From the Guidelines
Intravenous immunoglobulin (IVIG) at 0.4 g/kg daily for 5 consecutive days is the recommended treatment for Guillain-Barré syndrome (GBS) due to its ease of administration, wide availability, and reduced frequency of adverse effects compared to plasma exchange. The treatment of GBS focuses on immunotherapy and supportive care, with IVIG and plasma exchange being the two main immunotherapy options 1. These treatments are most effective when started within the first two weeks of symptom onset. Supportive care is crucial and includes:
- Respiratory monitoring with frequent vital capacity measurements, as 25-30% of patients may require mechanical ventilation
- Deep vein thrombosis prophylaxis
- Pain management with gabapentin (300-1200 mg three times daily) or carbamazepine (200-400 mg twice daily)
- Physical therapy should be initiated early
- Autonomic dysfunction may require treatment for blood pressure fluctuations, cardiac arrhythmias, or urinary retention
The choice between IVIG and plasma exchange depends on various factors, including availability, cost, and patient-specific considerations 1. However, IVIG is generally considered the first choice of treatment due to its ease of administration and reduced frequency of adverse effects. Plasma exchange, on the other hand, is less costly than IVIG and could be a preferred treatment option in low-income and middle-income countries (LMIC) where resources are limited 1. Nevertheless, the efficacy of these therapies might differ in LMIC, where different subtypes of GBS are prevalent, and patients usually present to hospital in the later stages of disease 1.
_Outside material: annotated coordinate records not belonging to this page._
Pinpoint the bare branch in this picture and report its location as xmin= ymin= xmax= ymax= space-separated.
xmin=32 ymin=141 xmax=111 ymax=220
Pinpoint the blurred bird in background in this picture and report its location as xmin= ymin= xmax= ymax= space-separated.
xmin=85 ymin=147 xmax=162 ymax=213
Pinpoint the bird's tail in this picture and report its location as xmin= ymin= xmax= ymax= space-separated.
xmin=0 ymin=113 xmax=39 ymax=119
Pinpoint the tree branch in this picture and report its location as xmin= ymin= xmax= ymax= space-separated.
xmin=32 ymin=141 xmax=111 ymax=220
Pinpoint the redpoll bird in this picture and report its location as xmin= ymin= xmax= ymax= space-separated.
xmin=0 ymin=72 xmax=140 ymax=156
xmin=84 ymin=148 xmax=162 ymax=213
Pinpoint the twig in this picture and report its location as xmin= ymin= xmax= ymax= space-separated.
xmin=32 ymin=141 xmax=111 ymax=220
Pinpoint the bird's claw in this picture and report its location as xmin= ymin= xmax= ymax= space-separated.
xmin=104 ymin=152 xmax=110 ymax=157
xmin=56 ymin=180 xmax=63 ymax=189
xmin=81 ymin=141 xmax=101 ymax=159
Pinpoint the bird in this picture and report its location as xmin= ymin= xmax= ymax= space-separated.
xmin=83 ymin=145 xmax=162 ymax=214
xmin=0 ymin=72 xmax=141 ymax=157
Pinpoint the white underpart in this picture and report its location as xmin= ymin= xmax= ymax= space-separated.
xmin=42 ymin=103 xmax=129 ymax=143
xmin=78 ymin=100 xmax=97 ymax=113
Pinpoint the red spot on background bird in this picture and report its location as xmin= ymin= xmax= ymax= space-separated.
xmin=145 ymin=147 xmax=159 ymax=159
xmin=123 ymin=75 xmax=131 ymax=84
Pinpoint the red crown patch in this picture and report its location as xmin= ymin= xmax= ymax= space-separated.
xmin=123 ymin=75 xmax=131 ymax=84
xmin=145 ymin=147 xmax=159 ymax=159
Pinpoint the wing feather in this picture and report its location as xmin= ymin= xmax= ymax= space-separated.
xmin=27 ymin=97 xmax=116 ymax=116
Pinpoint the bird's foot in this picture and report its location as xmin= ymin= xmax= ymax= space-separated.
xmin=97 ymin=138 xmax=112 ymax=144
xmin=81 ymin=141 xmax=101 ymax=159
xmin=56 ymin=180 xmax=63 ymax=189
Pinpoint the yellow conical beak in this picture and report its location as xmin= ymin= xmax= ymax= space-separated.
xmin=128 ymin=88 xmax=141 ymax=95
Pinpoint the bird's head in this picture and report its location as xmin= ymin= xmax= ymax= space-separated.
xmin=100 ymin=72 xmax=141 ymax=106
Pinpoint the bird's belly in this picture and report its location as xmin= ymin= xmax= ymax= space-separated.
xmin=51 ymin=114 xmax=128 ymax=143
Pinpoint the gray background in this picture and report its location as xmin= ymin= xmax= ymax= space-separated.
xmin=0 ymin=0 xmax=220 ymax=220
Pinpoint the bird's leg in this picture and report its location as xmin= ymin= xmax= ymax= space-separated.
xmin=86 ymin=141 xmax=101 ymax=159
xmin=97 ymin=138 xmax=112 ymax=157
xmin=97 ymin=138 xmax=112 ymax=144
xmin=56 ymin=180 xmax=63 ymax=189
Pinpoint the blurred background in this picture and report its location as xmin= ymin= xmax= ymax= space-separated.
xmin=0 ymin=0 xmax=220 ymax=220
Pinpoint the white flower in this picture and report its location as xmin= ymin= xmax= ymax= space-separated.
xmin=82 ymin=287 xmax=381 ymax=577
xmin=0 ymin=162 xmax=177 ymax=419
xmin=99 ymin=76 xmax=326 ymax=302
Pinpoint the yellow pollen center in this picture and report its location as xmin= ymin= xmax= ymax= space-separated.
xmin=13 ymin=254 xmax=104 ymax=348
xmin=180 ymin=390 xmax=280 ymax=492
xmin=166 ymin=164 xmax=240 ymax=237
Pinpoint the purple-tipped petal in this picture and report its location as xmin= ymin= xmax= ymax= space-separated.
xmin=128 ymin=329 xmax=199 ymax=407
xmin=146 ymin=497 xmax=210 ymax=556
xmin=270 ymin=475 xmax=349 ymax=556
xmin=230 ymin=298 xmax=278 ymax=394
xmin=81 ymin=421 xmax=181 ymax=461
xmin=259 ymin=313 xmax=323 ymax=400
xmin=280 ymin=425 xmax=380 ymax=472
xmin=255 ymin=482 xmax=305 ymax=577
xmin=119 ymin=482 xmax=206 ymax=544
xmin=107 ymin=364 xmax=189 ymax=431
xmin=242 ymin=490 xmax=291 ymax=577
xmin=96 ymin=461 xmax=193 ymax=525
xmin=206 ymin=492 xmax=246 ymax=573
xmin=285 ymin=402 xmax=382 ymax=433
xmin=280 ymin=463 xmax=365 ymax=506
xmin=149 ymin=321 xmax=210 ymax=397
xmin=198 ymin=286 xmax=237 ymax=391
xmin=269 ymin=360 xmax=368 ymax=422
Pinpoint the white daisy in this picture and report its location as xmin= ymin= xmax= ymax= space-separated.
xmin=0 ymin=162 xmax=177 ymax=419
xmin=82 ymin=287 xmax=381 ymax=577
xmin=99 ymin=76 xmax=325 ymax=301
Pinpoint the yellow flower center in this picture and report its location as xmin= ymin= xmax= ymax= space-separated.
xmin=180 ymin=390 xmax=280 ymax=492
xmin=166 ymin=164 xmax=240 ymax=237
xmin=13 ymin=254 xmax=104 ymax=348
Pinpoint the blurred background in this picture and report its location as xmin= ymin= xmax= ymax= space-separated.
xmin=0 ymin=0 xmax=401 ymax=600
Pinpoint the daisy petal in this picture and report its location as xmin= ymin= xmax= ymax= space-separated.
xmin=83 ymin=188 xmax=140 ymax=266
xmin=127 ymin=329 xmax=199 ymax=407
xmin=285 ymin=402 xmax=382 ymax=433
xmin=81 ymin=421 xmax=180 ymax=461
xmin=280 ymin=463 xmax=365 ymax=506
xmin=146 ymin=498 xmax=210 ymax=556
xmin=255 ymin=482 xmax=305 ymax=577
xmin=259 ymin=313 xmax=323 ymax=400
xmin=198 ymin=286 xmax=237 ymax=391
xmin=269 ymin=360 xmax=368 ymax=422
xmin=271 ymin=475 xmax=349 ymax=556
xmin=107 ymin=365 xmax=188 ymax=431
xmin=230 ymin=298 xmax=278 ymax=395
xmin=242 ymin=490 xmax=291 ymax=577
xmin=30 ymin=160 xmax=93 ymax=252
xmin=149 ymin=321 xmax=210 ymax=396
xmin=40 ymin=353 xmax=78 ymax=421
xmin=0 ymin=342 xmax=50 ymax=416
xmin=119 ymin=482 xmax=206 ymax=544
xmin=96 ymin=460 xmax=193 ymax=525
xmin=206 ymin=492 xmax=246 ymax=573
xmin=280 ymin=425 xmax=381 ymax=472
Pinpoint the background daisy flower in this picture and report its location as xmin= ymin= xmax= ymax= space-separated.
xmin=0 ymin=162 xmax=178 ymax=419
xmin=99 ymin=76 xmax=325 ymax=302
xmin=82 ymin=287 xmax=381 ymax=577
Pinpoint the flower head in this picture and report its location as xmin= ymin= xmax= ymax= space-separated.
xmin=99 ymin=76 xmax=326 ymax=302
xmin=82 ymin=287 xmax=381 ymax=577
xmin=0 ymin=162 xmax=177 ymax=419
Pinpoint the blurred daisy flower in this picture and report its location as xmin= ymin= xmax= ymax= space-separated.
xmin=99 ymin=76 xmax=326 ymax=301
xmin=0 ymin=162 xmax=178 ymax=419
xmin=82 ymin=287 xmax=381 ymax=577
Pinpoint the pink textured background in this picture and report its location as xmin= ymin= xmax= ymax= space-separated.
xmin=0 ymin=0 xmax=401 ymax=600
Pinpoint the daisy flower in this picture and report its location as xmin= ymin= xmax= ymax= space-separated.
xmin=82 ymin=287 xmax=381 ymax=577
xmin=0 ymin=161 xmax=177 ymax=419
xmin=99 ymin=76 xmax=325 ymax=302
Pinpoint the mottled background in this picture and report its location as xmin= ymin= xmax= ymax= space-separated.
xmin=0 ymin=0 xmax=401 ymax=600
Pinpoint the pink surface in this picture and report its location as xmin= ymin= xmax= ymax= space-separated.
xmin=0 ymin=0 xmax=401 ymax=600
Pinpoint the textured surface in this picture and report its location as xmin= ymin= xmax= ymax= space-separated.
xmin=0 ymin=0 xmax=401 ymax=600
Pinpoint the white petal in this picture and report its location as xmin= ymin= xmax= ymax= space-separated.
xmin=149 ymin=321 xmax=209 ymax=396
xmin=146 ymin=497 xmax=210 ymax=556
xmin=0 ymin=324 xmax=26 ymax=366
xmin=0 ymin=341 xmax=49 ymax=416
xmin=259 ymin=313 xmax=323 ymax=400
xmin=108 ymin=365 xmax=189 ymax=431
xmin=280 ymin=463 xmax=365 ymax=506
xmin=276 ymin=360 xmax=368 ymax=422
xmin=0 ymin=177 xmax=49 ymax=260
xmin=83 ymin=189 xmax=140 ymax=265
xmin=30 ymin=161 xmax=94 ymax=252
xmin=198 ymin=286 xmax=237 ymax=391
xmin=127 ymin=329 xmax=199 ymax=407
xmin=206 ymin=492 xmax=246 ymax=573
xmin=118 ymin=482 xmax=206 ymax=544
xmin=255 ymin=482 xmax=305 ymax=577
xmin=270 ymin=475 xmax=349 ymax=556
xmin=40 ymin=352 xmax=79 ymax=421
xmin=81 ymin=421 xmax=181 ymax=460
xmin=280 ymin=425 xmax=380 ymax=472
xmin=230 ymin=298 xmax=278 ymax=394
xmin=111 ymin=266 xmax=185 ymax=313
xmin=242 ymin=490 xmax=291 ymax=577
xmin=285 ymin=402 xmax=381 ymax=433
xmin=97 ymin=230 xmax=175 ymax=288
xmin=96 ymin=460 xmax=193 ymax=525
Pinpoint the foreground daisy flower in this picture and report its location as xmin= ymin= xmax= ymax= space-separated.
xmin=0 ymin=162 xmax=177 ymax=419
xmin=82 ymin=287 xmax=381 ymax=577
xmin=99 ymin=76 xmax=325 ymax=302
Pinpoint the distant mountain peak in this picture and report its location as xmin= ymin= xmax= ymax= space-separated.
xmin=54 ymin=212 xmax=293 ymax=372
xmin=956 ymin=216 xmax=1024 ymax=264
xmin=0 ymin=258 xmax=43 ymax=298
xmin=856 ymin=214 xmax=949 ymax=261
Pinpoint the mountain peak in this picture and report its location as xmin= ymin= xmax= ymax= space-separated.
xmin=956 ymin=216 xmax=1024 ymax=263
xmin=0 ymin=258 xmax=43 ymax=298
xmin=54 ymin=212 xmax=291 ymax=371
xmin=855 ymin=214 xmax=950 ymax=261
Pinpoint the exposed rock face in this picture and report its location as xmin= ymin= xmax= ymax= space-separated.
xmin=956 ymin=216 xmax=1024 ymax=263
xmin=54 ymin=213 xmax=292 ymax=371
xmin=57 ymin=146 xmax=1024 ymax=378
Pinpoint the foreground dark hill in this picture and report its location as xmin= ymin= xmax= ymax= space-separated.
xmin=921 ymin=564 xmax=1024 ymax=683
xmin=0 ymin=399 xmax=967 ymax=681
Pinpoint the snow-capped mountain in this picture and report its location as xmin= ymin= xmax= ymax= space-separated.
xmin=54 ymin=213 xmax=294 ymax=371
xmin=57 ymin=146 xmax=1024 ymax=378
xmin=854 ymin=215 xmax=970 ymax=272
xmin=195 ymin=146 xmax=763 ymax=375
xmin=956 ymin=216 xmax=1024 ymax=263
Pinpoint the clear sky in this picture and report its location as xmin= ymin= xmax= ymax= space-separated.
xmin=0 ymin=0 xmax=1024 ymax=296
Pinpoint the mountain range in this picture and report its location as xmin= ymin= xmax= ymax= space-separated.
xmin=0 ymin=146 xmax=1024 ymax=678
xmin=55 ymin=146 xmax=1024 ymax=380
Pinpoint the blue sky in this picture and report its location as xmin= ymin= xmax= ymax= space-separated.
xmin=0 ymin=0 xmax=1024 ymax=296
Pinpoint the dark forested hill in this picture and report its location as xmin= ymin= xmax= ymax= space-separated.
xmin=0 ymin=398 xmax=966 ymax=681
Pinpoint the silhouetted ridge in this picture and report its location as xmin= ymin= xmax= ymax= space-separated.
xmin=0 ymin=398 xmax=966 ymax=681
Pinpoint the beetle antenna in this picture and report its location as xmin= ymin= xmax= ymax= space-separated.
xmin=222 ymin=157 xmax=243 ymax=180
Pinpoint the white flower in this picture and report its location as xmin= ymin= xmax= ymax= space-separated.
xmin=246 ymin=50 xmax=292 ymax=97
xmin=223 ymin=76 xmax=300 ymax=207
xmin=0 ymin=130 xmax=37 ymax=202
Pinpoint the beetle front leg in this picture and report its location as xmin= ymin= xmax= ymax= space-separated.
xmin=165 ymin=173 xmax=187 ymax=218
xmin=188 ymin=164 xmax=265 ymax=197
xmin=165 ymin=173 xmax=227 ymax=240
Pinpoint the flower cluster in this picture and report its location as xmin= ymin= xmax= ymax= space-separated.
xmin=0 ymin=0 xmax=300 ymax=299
In resource-limited settings, small-volume plasma exchange (SVPE) is a novel, relatively low-cost technique for selective removal of plasma and has been shown to be a safe and feasible treatment for GBS 1. However, large-scale studies are required to establish its efficacy before it can be implemented in routine clinical practice. Complement inhibitors, such as eculizumab, are a new focus in the treatment of GBS in high-income countries (HIC) and are currently being studied 1.
From the Research
Treatment Options for Guillain-Barré Syndrome
- Intravenous immunoglobulin (IVIg) is a beneficial treatment for Guillain-Barré syndrome (GBS), as shown in a study published in 2014 2.
- Plasma exchange (PE) is also an effective treatment for GBS, and has been shown to be superior to supportive treatment alone in several studies, including one published in 2002 3.
- A study published in 1998 found that IVIg therapy is equally effective as PE for the treatment of GBS, and offers some advantages over PE, including being better tolerated and easier to administer 4.
- The combination of IVIg and PE has been studied, and a review published in 2014 found that adding IVIg to PE did not confer significant extra benefit, although the evidence was not conclusive 2.
- A retrospective chart review published in 2010 found that IVIg followed by PE was not more effective than IVIg alone, and was associated with increased cost and duration of hospitalization 5.
- A study published in 2021 found that IVIg treatment did not improve the overall disease course in patients with mild GBS, although it may have some benefits, such as shorter time to regain full muscle strength and lower reported pain at 26 weeks 6.
Comparison of Treatment Outcomes
- A review published in 2014 found that IVIg and PE had similar outcomes in terms of disability grade at four weeks, although IVIg was more likely to be completed than PE 2.
- A study published in 2002 found that PE was beneficial in patients with mild, moderate, and severe GBS, and that the benefit was greater when started within seven days of disease onset 3.
- A study published in 2021 found that IVIg treatment did not improve the overall disease course in patients with mild GBS, and that residual symptoms were often present after one year 6.
Adverse Events and Safety
- A review published in 2014 found that adverse events were not significantly more frequent with IVIg or PE, although IVIg was more likely to be completed than PE 2.
- A study published in 2002 found that PE was associated with fewer infectious events and cardiac arrhythmias than supportive treatment alone 3.
- A study published in 2021 found that IVIg treatment was well-tolerated, although the certainty of this conclusion was limited by confounding factors and selection bias 6.